Memasuki penghujung acara, Cak Luthfi meminta Cak Taufiq untuk memimpin doa yang diawali dengan doa _Khotmil Qur’an_ karena setiap 2 pekan sekali, teman-teman pegiat SP mengkhatamkan Al-Qur’an secara berjamaah. Lalu dilanjutkan membaca Wirid Padhang Mbulan dan Wirid Hasbunallah kemudian ditutup dengan doa yang diamini secara khusyuk oleh seluruh jamaah maiyah Sulthon Penanggungan.

Sebagian teman-teman menanti waktu sahur tiba sambil melanjutkan obrolan dengan membentuk lingkaran-lingkaran sebagaimana tawaran panitia di awal acara.

Menu Nasi Campur kombinasi telur rebus dan udang goreng ditemani teh hangat menjadi menu istimewa di pagi hari menjelang Shubuh itu.

SP yang selalu bergerak dalam kesunyian dan bekerja di kesenyapan berusaha terus menerus menebar kebaikan di luar acara rutin bulanannya.

Setelah sehari sebelumnya membersamai salah satu perusahaan di Sumbersuko untuk buka bersama dan berbagi santunan dengan menghadirkan 50 anak yatim dari empat desa: Sumbersuko, Wonosunyo, Sumbergedang, dan Kepulungan. Tiga desa pertama merupakan hasil gerilya teman-teman SP dengan menghadirkan 33 anak yatim, sisanya berasal dari Desa Kepulungan.

Selasa besok (28 Mei 2019), teman-teman SP juga akan menyelenggarakan agenda tahunan yakni membagikan 25 parcel kepada kaum dhuafa dan anak yatim di Desa Sumbersuko. Data kita dapatkan dari partisipasi masyarakat maupun perangkat dusun. Kita verifikasi untuk memastikan jumlah yang diberi parcel. Mereka tidak kita undang, melainkan teman-teman SP justru hadir ke rumah-rumah mereka sehingga mereka tidak perlu keluar rumah untuk menerima parcel.

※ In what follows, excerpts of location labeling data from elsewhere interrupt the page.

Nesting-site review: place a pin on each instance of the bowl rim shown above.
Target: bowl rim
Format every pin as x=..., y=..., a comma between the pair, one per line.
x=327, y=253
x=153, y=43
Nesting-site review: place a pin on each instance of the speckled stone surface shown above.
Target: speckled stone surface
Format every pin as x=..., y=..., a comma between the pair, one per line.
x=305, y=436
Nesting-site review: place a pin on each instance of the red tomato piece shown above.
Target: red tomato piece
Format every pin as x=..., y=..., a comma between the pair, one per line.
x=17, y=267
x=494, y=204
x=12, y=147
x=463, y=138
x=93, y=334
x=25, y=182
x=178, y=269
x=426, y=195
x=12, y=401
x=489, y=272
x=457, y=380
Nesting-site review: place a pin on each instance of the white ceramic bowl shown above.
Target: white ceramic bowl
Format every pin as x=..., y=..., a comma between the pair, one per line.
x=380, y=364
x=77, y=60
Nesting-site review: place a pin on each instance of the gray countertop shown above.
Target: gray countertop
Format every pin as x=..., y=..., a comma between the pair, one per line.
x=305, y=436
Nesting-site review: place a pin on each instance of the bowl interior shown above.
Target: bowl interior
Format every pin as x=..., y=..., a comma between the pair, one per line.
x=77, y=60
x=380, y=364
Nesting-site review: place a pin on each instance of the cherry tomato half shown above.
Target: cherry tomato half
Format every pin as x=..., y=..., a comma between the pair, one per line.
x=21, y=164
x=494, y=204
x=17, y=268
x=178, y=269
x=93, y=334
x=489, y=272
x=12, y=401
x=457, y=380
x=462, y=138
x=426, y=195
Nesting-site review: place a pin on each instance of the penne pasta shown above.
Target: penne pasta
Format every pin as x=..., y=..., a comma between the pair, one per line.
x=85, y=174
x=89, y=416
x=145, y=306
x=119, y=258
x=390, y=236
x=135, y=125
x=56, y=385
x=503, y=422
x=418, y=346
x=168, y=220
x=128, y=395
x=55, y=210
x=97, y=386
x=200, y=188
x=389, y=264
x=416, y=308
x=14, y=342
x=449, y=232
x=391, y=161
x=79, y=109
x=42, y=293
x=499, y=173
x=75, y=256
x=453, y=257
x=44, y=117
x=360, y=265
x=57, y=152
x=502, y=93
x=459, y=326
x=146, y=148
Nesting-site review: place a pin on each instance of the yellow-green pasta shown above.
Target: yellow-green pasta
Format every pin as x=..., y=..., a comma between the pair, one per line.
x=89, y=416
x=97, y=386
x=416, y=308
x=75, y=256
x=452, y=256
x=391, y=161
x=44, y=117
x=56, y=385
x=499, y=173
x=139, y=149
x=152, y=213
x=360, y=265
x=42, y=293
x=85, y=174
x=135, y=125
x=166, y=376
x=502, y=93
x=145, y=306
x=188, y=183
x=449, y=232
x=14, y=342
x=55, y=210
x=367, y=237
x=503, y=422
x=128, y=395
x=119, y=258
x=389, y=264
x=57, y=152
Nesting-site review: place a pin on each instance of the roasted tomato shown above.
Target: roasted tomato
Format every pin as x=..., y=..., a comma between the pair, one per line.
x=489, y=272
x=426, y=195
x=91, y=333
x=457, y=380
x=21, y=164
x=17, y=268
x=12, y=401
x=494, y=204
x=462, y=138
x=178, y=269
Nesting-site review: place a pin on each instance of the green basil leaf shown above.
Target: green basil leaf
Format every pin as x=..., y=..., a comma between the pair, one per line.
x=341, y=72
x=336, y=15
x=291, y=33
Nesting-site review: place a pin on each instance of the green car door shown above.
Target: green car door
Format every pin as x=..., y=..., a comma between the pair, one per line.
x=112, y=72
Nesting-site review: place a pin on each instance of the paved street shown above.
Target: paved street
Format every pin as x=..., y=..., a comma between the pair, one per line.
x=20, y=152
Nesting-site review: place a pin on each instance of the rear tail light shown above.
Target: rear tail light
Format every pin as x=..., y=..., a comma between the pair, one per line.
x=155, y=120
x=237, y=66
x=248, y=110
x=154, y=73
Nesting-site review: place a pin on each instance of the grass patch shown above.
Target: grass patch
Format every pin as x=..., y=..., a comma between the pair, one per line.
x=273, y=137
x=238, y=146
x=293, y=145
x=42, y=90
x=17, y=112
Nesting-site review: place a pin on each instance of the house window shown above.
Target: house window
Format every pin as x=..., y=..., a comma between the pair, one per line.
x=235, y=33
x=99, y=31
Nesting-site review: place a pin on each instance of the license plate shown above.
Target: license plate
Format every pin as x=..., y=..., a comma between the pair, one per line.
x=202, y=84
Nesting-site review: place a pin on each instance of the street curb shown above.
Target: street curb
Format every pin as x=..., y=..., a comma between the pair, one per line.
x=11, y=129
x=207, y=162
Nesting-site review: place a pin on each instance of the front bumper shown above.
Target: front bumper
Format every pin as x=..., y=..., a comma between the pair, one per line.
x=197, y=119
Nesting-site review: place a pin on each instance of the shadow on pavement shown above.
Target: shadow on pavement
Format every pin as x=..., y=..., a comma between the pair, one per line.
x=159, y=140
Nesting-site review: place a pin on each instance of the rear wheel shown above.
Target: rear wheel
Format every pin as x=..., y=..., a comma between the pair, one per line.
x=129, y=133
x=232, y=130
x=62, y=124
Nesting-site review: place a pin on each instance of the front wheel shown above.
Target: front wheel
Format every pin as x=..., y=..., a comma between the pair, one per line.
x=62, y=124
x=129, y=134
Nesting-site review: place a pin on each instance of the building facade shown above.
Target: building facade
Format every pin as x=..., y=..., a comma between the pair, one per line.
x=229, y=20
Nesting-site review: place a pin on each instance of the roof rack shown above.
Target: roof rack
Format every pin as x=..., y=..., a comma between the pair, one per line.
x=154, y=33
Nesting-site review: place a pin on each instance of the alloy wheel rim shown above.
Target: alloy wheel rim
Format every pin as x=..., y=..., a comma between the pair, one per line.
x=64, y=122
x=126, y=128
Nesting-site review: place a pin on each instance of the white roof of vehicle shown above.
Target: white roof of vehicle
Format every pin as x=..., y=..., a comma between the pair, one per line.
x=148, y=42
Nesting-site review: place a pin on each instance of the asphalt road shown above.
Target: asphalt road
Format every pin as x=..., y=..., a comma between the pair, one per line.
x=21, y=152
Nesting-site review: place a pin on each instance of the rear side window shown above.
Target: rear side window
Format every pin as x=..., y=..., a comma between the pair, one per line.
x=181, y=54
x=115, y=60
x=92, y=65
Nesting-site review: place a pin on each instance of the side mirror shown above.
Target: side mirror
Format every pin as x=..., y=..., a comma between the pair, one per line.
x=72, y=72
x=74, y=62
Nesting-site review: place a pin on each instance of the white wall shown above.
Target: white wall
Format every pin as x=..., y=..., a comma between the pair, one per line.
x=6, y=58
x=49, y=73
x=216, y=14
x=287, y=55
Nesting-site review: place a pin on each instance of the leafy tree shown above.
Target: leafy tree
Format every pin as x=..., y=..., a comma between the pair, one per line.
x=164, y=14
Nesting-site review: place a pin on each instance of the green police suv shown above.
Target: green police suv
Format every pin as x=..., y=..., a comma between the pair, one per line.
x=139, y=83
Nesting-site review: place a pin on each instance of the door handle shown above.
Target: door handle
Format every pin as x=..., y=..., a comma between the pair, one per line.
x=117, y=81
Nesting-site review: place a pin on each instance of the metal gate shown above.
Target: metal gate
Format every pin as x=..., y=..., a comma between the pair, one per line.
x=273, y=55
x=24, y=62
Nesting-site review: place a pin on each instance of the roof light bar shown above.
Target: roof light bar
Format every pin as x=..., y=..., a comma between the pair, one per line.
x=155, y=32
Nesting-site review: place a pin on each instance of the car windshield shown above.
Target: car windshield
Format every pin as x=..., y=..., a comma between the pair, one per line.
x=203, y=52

Saat ini, SP juga sedang dimintai tolong perangkat Dusun Gondang Desa Kepulungan untuk menginisiasi acara halal bihalal dengan menghadirkan Mas Noe Letto dari Jogja dan Bupati Pasuruan pasca lebaran nanti. Setelah kita koordinasi baik dengan pihak Mas Noe maupun Bupati Pasuruan, telah didapatkan tanggal pelaksanaan acara yaitu Hari Kamis, 13 Juni 2019 di depan Masjid Baiturrohmah Gondang. Bahkan untuk urusan panggung, lighting, sound system serta backdrop, panitia menyerahkan sepenuhnya kepada teman-teman SP untuk mengerjakannya.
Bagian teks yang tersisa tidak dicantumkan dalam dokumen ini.